Roseland Mayor James Spango applauded the boards of education for "taking proactive measures in ensuring [that] residents receive essential supplies." 

"It is encouraging when we all bond together to help our community," he said.

The districts receive the bulk of their operating budget costs through local property taxes. The largest portion of a municipal tax bill provides funding for the school districts and they receive their monies quarterly as the municipal governments collect property tax. 

Of paramount concern moving forward is the unanimous passage of New Jersey Assembly bill A-3902 on March 25 (which would be retroactive to March 9, 2020). However, in order to become law, a companion bill would need to be adopted by the New Jersey Senate, and no such bill has come before the senate at this time.

The assembly bill allows the following:

“The Director of the Division of Local Government Services shall have the power to permit municipalities to institute an extended grace period pursuant to R.S.54:4-67 not to exceed a date specified by the director and under conditions the director may specify, as well as to extend the dates for the payment of taxes by a municipality due to a county, a school district, or any other taxing district under chapter 4 of Title 54 of the Revised Statutes or any other law.”

The New Jersey School Board Association has strongly objected to the passage by the Assembly and issued the following statement in part:

“The New Jersey School Boards Association opposes A-3902, which would authorize the Department of Community Affairs to permit municipalities to delay the quarterly transmission of property tax revenues to school districts during gubernatorial-declared emergencies.

“NJSBA recognizes the impact of the current public health emergency on the state and local governments, as well as local school districts. This legislation, however, would only worsen the situation for our communities.
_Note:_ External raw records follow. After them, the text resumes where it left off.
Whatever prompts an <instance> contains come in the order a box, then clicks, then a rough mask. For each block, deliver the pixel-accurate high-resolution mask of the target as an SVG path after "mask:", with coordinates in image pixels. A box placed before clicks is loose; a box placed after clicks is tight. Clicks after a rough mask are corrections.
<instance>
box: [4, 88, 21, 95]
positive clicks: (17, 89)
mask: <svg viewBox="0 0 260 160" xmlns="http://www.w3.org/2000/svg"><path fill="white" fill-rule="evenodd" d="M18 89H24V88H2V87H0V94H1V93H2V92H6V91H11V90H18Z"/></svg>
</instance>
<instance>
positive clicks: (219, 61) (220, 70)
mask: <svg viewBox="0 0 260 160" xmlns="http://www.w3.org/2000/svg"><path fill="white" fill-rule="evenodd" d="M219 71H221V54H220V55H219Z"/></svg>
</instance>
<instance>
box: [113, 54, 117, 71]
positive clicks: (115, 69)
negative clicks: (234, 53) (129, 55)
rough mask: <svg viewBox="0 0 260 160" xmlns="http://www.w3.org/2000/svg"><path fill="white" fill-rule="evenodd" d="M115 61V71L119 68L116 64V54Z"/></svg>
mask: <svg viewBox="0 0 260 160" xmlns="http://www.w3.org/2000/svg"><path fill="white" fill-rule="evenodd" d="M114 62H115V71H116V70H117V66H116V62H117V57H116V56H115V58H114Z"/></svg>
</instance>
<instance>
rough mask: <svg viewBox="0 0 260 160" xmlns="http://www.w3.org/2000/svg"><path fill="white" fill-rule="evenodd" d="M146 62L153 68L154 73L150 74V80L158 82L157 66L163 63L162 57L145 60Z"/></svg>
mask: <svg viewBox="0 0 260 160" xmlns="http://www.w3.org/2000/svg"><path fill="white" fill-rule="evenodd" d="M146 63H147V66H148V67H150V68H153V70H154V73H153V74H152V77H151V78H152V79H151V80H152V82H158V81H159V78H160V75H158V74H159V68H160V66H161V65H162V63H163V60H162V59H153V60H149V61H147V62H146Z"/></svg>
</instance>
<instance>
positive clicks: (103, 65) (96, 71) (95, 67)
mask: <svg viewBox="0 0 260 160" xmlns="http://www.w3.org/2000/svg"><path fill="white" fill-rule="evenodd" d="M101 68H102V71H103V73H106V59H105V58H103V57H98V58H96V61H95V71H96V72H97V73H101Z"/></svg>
“New Jersey’s public schools are highly dependent on property tax revenue to support education programs. On average, local property taxes constitute 60% of public-school revenue, with the percentage even greater in a significant number of districts. A delay in payments from municipalities will result in a financial crisis for school districts, seriously disrupting the educational process—and bringing it to a halt.

“Although public school buildings are closed during the current health emergency, the education of our students is taking place through remote learning and home instruction. Continued timely transmission of school property taxes is critical for the education process to continue without interruption.”